Report highlights problems caused by IR35 changes in the public sector

employee using calculator


Over half of public sector hiring managers have lost skilled contractors as a result of changes to self-employed tax law, according to new research.

The study by the Association of Independent Professionals and the Self-Employed and the Chartered Institute for Personnel and Development found that half (51%) of public sector hiring managers had lost skilled contractors as a direct result of the changes to IR35 regulations. A further seven in ten (71%) also said they were now struggling to hold on to their contractors.

The study, which is based on responses from 867 contractors and 115 hiring managers [84% in NHS Trusts],  found that 40 per cent of independent contractors working in the public sector said they had witnessed project delays and 35 per cent said they had seen costs rise since the changes were introduced. The rate was greater for hiring managers, with more than half (52%) saying they had witnessed cost rises, delays and even project cancellations.

IR35 was introduced in 2000 with the aim of countering tax avoidance and specifically aimed at the limited company contractors that organisations hire. It is designed to combat ‘disguised employees’ – which HMRC believes would be employees of the client if they did not work through a limited company. New legislation introduced for the public sector in April moved the onus of evaluating IR35 tax status from the worker’s own company to the public sector body hiring the worker. These are now liable for collecting taxes and ensuring compliance.

The study says changes to IR35 have also caused damage by adding a significant administrative burden across the public sector. Eight in ten (80%) hiring managers said they had seen a substantial increase in the workload involved in engaging and paying contractors.

Three-quarters of hiring managers say it is now harder to recruit contractors.  The Government is considering whether to extend the policy to the private sector.

Chris Bryce, IPSE’s CEO, said: “These figures are a resounding retort to HMRC’s deeply flawed research on the impact of the changes to IR35 in the public sector. They confirm what we have been hearing anecdotally for a long time: these changes just have not worked. In fact, they’ve caused serious damage right across the public sector, stalling major TfL projects and even contributing to the NHS staffing crisis.

“But the public sector is only a fraction of the size of the private sector. If the Government, against all reason, goes ahead with its plan to extend the changes to IR35 there, the consequences will be far worse. It would be nothing short of a disaster. For the good of the self-employed, for the good of businesses across the UK, and for the good of the economy, the Government must take heed and reverse these dangerous, reckless plans.”

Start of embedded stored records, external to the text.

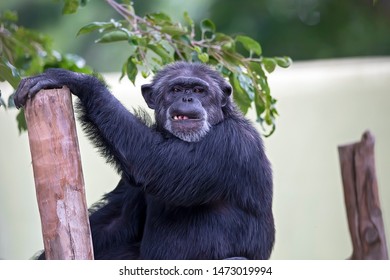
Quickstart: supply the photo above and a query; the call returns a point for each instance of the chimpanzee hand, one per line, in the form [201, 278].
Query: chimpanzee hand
[52, 78]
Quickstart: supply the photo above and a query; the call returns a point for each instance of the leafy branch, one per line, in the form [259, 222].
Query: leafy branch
[155, 40]
[152, 42]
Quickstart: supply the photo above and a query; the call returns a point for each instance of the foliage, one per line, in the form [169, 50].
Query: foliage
[24, 52]
[154, 41]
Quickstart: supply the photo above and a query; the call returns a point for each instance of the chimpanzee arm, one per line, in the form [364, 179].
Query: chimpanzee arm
[108, 123]
[178, 172]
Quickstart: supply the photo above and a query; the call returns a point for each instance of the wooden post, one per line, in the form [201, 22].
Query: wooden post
[362, 199]
[58, 175]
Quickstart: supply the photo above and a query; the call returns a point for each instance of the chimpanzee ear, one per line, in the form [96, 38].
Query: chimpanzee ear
[147, 93]
[227, 91]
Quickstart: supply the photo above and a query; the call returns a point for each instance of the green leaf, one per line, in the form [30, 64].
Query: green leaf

Charles Cotton, Senior Performance and Reward Adviser at the CIPD, added: “Our research suggests that the way the IR35 tax changes have been implemented has had damaging unintended consequences for the public sector. HR professionals have said they are finding it harder to recruit and retain skilled contractors, which is contributing to project cost rises, projects being delayed and, in some cases, projects even being cancelled. It’s important that the Government is in genuine listening mode during the consultation on its plans to extend the IR35 changes to the private sector to ensure that the potential implications are fully taken into account. If necessary there should be a complete rethink of the private sector roll-out.”